La serie ispirata alla prima avvocata più irriverente d’Italia arriva in televisione e mostra una Torino di fine '800 che fa da cornice alle indagini della protagonista.
Realizzata con il sostegno di Film Commission Torino Piemonte e alla sua Rete Regionale, la serie è stata girata in varie location della città e della provincia: Piazza Carignano, utilizzata come esterno del tribunale, il Coro della Chiesa di Santa Pelagia, trasformata in un obitorio, e piazza Cavour dove si trova l’esterno dell’abitazione di Lidia.
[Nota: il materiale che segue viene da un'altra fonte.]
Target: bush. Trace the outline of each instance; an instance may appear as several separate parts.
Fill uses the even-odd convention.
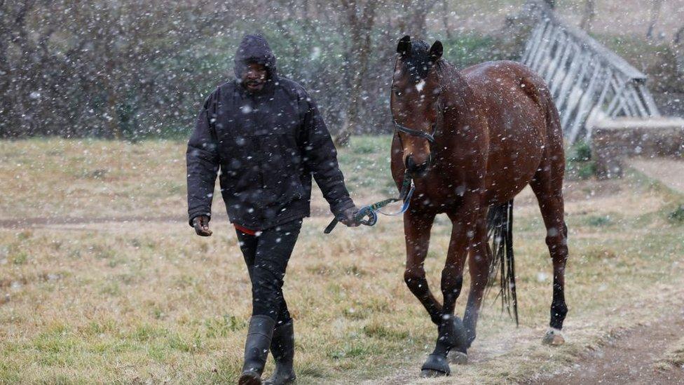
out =
[[[591,147],[579,141],[566,151],[566,174],[568,179],[587,180],[596,173],[596,163],[591,160]]]

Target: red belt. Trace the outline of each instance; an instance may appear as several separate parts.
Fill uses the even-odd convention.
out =
[[[238,230],[238,231],[245,233],[247,235],[251,235],[251,236],[256,235],[256,231],[247,229],[247,227],[243,227],[235,223],[233,224],[233,226],[235,226],[235,229]]]

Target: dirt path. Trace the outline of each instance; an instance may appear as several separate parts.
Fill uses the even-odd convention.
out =
[[[675,159],[629,159],[627,164],[647,177],[684,194],[684,161]]]
[[[669,346],[676,342],[684,330],[682,309],[649,325],[641,325],[609,340],[598,350],[588,352],[575,362],[570,371],[547,374],[530,381],[544,385],[594,384],[684,384],[684,370],[656,367]]]

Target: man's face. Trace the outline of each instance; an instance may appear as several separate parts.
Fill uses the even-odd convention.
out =
[[[247,71],[242,74],[242,84],[249,91],[259,91],[266,82],[268,72],[262,65],[252,63],[247,65]]]

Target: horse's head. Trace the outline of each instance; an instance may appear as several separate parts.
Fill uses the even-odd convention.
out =
[[[390,103],[395,128],[404,149],[404,164],[414,177],[424,175],[430,166],[430,142],[437,119],[442,87],[437,71],[442,43],[432,46],[405,36],[399,41],[399,54],[392,78]]]

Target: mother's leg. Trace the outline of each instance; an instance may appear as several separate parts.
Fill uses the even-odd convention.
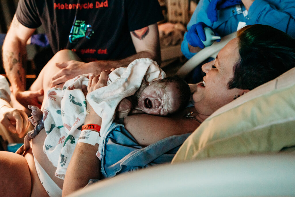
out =
[[[30,196],[32,181],[24,157],[16,153],[0,151],[0,196]]]
[[[55,66],[55,63],[61,63],[71,60],[81,61],[78,56],[73,52],[64,49],[56,53],[42,69],[38,77],[33,83],[30,89],[36,91],[43,89],[44,91],[44,99],[46,100],[47,92],[50,88],[49,86],[52,77],[60,69]],[[41,100],[43,98],[41,98]]]

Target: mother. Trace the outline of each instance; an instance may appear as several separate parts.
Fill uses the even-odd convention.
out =
[[[143,146],[173,135],[192,132],[217,109],[294,67],[294,40],[286,34],[270,27],[246,27],[220,51],[215,60],[202,66],[206,73],[203,82],[191,86],[194,107],[169,117],[145,114],[129,116],[124,120],[125,128]],[[94,78],[88,86],[88,91],[105,86],[107,74],[103,72],[99,79]],[[101,119],[91,113],[93,111],[91,110],[85,124],[101,123]],[[192,117],[185,117],[191,112]],[[45,136],[45,132],[41,131],[32,140],[32,149],[24,157],[0,153],[0,174],[4,181],[7,181],[5,189],[1,191],[0,194],[47,195],[38,178],[34,157],[58,187],[63,188],[63,195],[85,186],[90,179],[99,178],[100,162],[93,156],[99,145],[82,143],[76,146],[64,181],[56,178],[56,169],[42,150]]]

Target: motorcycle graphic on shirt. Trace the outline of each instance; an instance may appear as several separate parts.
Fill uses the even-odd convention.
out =
[[[94,33],[92,27],[89,24],[86,24],[84,21],[75,20],[75,23],[71,29],[69,40],[71,43],[75,42],[82,38],[86,37],[90,39]]]

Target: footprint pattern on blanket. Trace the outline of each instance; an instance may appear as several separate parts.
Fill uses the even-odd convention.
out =
[[[67,124],[65,123],[64,123],[63,124],[63,127],[64,127],[67,129],[69,131],[71,130],[71,129],[72,128],[72,127],[70,127],[69,125],[68,124]]]
[[[52,100],[53,100],[54,101],[56,101],[56,98],[53,96],[55,95],[56,95],[57,94],[56,92],[55,91],[53,91],[52,92],[50,93],[49,94],[48,94],[48,98]]]
[[[46,131],[46,133],[47,134],[49,134],[50,133],[50,132],[52,131],[52,130],[53,130],[54,127],[55,127],[55,124],[51,124],[51,126],[50,127],[50,129],[49,131]]]
[[[60,138],[59,139],[59,140],[58,140],[58,144],[62,144],[65,142],[65,136],[63,136]]]
[[[69,86],[68,87],[68,90],[74,90],[76,89],[76,87],[75,86],[73,85],[71,86]]]
[[[45,144],[45,149],[46,149],[46,150],[49,150],[50,148],[52,147],[52,146],[51,146],[48,144]]]
[[[72,96],[72,94],[70,94],[70,96],[69,97],[70,98],[70,102],[71,101],[73,104],[75,105],[78,105],[80,107],[82,106],[82,104],[81,104],[79,102],[76,102],[75,101],[75,96]]]
[[[76,142],[75,141],[75,139],[74,136],[72,135],[69,135],[67,137],[67,138],[65,138],[65,143],[63,143],[63,147],[65,146],[65,143],[67,143],[67,142],[68,140],[71,140],[70,142],[71,144],[75,144],[76,143]]]
[[[75,80],[74,80],[74,82],[75,82],[75,81],[77,81],[77,80],[79,78],[80,78],[80,77],[81,77],[81,76],[78,76],[75,79]]]
[[[56,110],[56,113],[61,115],[62,116],[65,116],[65,111],[63,111],[63,109],[62,109],[61,111],[60,110]]]
[[[73,124],[73,127],[75,126],[75,125],[78,124],[78,123],[80,122],[80,120],[81,120],[81,119],[79,118],[77,118],[77,119],[76,119],[76,121],[75,122],[74,122],[74,124]]]
[[[44,110],[43,112],[43,122],[45,121],[46,118],[47,117],[47,115],[48,115],[48,110],[45,109]]]
[[[67,162],[67,157],[65,157],[65,155],[61,153],[60,153],[60,157],[61,157],[61,159],[60,160],[60,162],[59,163],[62,164],[60,165],[63,167],[65,165],[65,163]]]

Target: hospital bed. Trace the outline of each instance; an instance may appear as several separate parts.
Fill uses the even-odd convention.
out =
[[[204,54],[215,57],[235,33],[199,52],[178,74],[184,77]],[[295,68],[217,110],[173,164],[120,175],[70,196],[295,196],[294,76]]]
E ancora: la facciata di Palazzo Civico, Palazzo Lascaris, Palazzo Cisterna, la Mandria di Chivasso, il Castello di San Sebastiano Po, Villa Lascaris a Pianezza e altri spazi ad Avigliana, Sciolze e Mazzé.
Tanti i professionisti piemontesi impiegati nella troupe tra cui: l’Ispettore di Produzione Daniele Morini, Chiara Moretti per i Casting Ruoli Minori, la Location Manager Cristina Vecchio e l’Arredatrice Carlotta Desmann.
Protagonista del racconto è Matilda De Angelis nei panni dell’iconica protagonista eponima della serie prodotta da Matteo Rovere, una produzione Groenlandia, società del Gruppo Banijay, e creata da Guido Iuculano e Davide Orsini. Al suo fianco nel cast Eduardo Scarpetta nel ruolo del giornalista Jacopo Barberis, Pier Luigi Pasino in quello di Enrico Poët, Sara Lazzaro in quello della moglie di Enrico e dalla seconda stagione Gianmarco Saurino nel ruolo di Pierluigi Fourneau. Alla stagione finale si uniscono Liliana Bottone e Ninni Bruschetta, rispettivamente nei ruoli di Grazia Fontana e del Procuratore del Re Cantamessa.